Ok here are some explanations now of what we were doing. Starting with the photo collage above: in the second photo on the left you can see us inspecting one of the beetle traps. Heaps of hive beetles which the clever bees have managed to herd down these little slots I cut in the bottom of the box. The beetles fall into the trap which I have filled with diatomaceous earth which coats them and suffocates them (or something like that) – and it is not toxic to the bees or to the humans consuming the honey later on. The photo on the top right shows how industrious the bees have been with building little frames of wax on the backing sheet. Into these frames they will put nectar, the queen will lay eggs, they will feed the larvae, etc, etc. In the bottom right photo you can see how we already have quite a few frames that are full of honey.
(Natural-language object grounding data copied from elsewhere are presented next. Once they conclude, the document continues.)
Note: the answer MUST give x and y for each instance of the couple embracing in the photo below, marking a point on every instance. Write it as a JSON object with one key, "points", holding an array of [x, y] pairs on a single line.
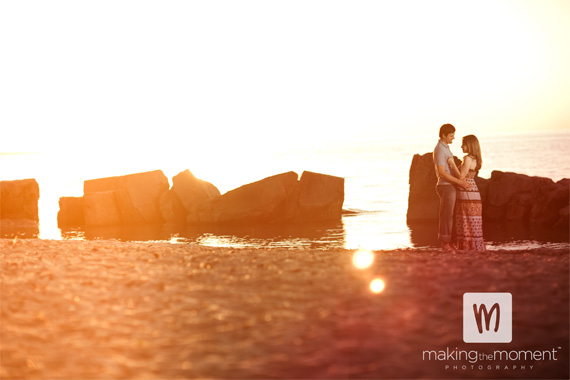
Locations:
{"points": [[459, 198]]}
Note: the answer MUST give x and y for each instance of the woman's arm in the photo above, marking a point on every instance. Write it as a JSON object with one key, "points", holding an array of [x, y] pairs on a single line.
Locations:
{"points": [[454, 170], [465, 165]]}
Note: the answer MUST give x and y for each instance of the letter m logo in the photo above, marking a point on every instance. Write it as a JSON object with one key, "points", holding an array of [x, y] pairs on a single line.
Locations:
{"points": [[487, 317]]}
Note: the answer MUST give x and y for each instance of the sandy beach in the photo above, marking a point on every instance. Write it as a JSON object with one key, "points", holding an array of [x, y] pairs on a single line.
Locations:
{"points": [[116, 310]]}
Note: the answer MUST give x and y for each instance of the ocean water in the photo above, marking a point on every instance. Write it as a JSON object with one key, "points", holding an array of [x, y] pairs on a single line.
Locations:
{"points": [[376, 187]]}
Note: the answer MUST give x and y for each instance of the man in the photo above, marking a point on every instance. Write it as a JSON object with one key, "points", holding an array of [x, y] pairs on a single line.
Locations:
{"points": [[445, 185]]}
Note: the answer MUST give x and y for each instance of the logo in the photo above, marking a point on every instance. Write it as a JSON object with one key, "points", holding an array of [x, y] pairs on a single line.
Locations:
{"points": [[487, 317]]}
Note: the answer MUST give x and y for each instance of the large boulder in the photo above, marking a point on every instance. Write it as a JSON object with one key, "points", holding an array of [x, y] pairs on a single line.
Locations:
{"points": [[423, 202], [320, 198], [101, 209], [262, 201], [519, 197], [186, 192], [70, 212], [277, 199], [19, 200], [136, 198], [171, 208], [191, 190], [511, 195], [550, 200]]}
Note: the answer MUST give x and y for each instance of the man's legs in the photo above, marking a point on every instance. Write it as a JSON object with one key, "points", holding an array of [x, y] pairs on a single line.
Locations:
{"points": [[447, 195]]}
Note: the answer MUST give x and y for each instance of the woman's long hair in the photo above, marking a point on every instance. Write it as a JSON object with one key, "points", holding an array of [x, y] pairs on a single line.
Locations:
{"points": [[473, 149]]}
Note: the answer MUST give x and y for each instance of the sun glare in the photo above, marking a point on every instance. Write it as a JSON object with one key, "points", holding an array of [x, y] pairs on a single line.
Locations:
{"points": [[362, 259], [377, 286]]}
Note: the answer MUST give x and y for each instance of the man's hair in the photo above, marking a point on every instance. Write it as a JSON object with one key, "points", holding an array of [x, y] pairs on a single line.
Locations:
{"points": [[445, 130]]}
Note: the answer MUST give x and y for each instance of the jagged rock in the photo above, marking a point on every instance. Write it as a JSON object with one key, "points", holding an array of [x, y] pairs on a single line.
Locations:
{"points": [[320, 197], [511, 195], [262, 201], [549, 201], [136, 197], [19, 199], [101, 209], [423, 202], [191, 190], [520, 197], [506, 196], [171, 208], [70, 212]]}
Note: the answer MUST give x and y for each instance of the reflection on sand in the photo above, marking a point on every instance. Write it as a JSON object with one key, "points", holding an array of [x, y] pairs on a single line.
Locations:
{"points": [[311, 235], [22, 229]]}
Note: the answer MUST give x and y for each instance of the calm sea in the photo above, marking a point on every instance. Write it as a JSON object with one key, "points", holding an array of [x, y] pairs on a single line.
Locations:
{"points": [[376, 186]]}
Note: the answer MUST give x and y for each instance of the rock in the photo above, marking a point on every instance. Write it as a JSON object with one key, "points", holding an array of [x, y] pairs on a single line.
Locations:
{"points": [[524, 198], [550, 199], [258, 202], [70, 212], [136, 198], [320, 198], [564, 219], [101, 209], [171, 208], [423, 202], [19, 199], [191, 190]]}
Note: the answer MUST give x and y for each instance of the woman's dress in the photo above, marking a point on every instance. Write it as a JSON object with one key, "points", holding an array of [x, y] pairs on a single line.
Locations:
{"points": [[469, 216]]}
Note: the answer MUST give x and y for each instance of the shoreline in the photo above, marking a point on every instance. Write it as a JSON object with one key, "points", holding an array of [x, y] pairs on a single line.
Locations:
{"points": [[108, 309]]}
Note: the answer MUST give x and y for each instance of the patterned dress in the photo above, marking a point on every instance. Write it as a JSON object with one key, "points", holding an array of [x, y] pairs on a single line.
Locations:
{"points": [[469, 216]]}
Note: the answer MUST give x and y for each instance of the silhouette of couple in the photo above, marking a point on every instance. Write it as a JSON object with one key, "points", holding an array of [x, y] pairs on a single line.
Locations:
{"points": [[459, 198]]}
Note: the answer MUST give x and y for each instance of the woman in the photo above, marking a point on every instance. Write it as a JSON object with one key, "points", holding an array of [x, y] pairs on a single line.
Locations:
{"points": [[468, 207]]}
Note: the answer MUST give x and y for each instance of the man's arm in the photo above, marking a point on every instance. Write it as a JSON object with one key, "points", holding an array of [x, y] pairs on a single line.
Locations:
{"points": [[449, 178]]}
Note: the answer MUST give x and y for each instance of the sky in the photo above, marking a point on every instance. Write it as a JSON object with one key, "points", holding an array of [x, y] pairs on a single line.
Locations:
{"points": [[234, 76]]}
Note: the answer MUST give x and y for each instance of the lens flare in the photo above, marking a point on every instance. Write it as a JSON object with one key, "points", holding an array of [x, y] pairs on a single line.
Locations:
{"points": [[377, 286], [362, 259]]}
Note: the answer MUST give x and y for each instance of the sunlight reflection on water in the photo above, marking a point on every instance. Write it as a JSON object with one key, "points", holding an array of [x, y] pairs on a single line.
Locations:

This is a good example of one of those “full” frames. At the top you can see lots of cells that have been filled with honey and sealed off with a whitish looking wax. In the lower right side of the frame you may be able to see some cells that are capped with a yellowish seal. These have larvae in them. The queen has laid an egg, the bees have filled it with food and sealed each one off. When they hatch, the larvae will eat their way out of that cell. Over time that whole frame will be used for honey and will be ready for harvesting once it has all been sealed off with that white wax. I could then just slice it up and have it as honey comb, or use the extractor to remove the honey (after slicing off the top layer of wax). But that is another journey I am yet to take.
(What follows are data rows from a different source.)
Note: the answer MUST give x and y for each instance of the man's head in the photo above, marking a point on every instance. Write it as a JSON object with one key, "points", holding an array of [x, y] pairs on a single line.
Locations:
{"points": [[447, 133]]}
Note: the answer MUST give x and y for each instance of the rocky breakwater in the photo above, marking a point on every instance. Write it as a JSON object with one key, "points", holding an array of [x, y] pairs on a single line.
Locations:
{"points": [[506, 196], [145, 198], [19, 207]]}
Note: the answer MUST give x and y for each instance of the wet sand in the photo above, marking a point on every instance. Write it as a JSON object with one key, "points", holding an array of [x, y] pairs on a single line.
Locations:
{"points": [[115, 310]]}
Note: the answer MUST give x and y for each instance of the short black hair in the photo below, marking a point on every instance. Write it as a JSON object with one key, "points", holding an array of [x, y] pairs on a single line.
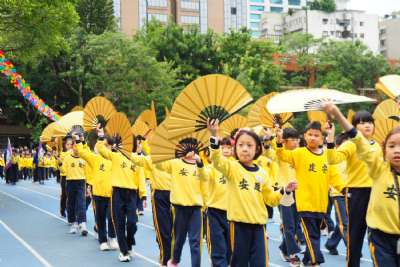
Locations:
{"points": [[362, 116], [256, 139], [226, 141], [314, 125], [290, 133]]}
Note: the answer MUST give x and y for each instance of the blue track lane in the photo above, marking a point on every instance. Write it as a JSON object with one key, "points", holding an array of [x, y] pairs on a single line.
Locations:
{"points": [[31, 212]]}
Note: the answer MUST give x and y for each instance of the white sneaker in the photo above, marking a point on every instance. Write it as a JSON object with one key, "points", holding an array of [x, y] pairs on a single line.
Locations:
{"points": [[113, 244], [83, 229], [104, 246], [124, 258], [73, 229]]}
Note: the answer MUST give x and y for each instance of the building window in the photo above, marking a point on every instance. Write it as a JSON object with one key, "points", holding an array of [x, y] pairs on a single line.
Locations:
{"points": [[294, 2], [275, 9], [254, 25], [255, 17], [187, 4], [190, 19], [157, 3], [256, 8], [159, 17]]}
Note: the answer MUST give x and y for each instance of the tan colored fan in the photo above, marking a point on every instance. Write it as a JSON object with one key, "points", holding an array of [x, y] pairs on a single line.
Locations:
{"points": [[212, 96], [389, 85], [47, 133], [119, 128], [164, 148], [319, 116], [140, 128], [233, 124], [98, 110], [259, 115], [386, 116], [70, 122], [350, 115]]}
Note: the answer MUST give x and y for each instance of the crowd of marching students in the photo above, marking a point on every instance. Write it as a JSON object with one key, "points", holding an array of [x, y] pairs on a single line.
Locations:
{"points": [[235, 183]]}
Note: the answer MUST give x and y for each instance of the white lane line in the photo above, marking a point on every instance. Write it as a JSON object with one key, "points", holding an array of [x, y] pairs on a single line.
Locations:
{"points": [[42, 260], [323, 250], [65, 221], [37, 192]]}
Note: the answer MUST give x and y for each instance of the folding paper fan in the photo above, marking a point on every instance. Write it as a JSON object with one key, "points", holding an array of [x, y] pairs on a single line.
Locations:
{"points": [[212, 96], [47, 133], [77, 108], [98, 110], [232, 124], [384, 122], [259, 115], [164, 148], [317, 115], [310, 99], [350, 115], [389, 85], [119, 128], [140, 128], [72, 121]]}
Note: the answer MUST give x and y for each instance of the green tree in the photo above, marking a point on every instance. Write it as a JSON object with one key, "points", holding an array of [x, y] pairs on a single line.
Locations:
{"points": [[349, 65], [30, 29], [191, 53], [96, 16], [258, 71]]}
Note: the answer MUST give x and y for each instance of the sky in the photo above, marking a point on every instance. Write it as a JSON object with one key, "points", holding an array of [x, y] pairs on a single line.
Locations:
{"points": [[380, 7]]}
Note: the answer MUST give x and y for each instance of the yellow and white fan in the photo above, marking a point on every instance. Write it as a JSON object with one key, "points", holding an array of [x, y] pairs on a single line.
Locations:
{"points": [[232, 124], [310, 99], [119, 129], [149, 117], [164, 148], [386, 116], [47, 133], [98, 110], [389, 85], [140, 128], [69, 123], [259, 115], [212, 96]]}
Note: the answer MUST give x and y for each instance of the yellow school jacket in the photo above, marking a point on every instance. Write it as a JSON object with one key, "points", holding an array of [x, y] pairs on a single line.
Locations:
{"points": [[314, 176], [101, 170], [357, 170], [185, 183], [383, 210], [214, 187], [122, 168], [249, 189], [74, 168]]}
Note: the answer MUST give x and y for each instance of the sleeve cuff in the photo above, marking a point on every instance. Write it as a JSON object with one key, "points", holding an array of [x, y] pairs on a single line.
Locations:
{"points": [[330, 145]]}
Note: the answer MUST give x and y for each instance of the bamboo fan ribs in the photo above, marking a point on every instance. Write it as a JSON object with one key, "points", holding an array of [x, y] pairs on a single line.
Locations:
{"points": [[212, 96]]}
The frame in the foreground of the picture above is full of honey (but not yet sealed). The bees will not leave this frame alone. They are guarding their honey and also trying to eat as much as possible. The smoke makes them rush to eat as much honey as they can so they can carry it away with them if they have to set up a new home. The frame in the background shows the new structure that the bees have created on the base wax sheet. Isn’t the colour difference amazing? – the pollen effect I guess.
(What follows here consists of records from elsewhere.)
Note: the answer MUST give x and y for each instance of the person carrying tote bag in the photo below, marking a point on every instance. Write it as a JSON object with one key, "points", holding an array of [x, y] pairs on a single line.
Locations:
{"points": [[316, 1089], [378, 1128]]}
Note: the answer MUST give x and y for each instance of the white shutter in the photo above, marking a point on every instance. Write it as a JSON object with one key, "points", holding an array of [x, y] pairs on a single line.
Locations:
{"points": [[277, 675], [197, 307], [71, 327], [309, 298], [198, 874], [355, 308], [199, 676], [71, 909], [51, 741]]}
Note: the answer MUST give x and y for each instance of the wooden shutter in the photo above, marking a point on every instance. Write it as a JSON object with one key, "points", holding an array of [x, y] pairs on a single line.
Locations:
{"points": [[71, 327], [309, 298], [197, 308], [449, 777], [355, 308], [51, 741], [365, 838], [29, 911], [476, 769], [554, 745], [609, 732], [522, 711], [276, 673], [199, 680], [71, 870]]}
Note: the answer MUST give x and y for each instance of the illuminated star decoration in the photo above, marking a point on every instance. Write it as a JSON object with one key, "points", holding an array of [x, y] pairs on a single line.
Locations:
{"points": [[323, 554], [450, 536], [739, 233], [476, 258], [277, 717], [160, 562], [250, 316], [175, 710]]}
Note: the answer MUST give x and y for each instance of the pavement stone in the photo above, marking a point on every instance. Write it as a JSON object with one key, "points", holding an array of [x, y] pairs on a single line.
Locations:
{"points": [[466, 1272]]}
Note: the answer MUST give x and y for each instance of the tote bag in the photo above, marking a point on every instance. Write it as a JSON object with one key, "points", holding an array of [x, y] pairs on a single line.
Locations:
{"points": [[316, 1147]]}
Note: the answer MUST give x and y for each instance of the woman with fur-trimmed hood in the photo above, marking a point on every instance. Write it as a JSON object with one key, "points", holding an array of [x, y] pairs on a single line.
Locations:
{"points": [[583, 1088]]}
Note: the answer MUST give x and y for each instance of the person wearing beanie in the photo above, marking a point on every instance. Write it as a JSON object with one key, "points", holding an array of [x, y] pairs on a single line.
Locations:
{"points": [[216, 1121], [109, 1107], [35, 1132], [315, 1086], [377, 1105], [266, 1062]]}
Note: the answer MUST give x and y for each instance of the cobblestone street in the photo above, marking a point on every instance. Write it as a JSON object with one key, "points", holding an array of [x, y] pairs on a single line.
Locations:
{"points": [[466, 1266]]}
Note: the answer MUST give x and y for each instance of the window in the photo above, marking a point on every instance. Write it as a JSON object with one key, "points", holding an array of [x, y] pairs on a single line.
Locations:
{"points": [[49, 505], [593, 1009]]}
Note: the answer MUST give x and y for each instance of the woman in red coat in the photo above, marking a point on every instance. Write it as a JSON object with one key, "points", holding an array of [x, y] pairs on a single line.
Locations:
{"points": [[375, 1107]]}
This last photo is me putting the boxes back together. The box is heavy with all the honey…and the bees keep crawling all over my hands. You can see why it is almost impossible to avoid squashing a few bees every time you go to have a look. Every time you look it also apparently sets the hive back a week or two. They like everything in their own order and I guess the impact of the smoke and the disturbance takes all their energy for quite a few days. On this inspection we did not see the queen (more anxiety for me!). We did see larvae which was an indication that she had been there at least 8 days ago. I will be doing another inspection in the next few days to look for evidence of the queen, if not the queen herself. I think I will be more confident getting in there this time. It gets easier each time. We had quite a large “audience” with visiting relatives looking over our shoulders and two dogs lying at our feet. Russell was the only one who got stung this time.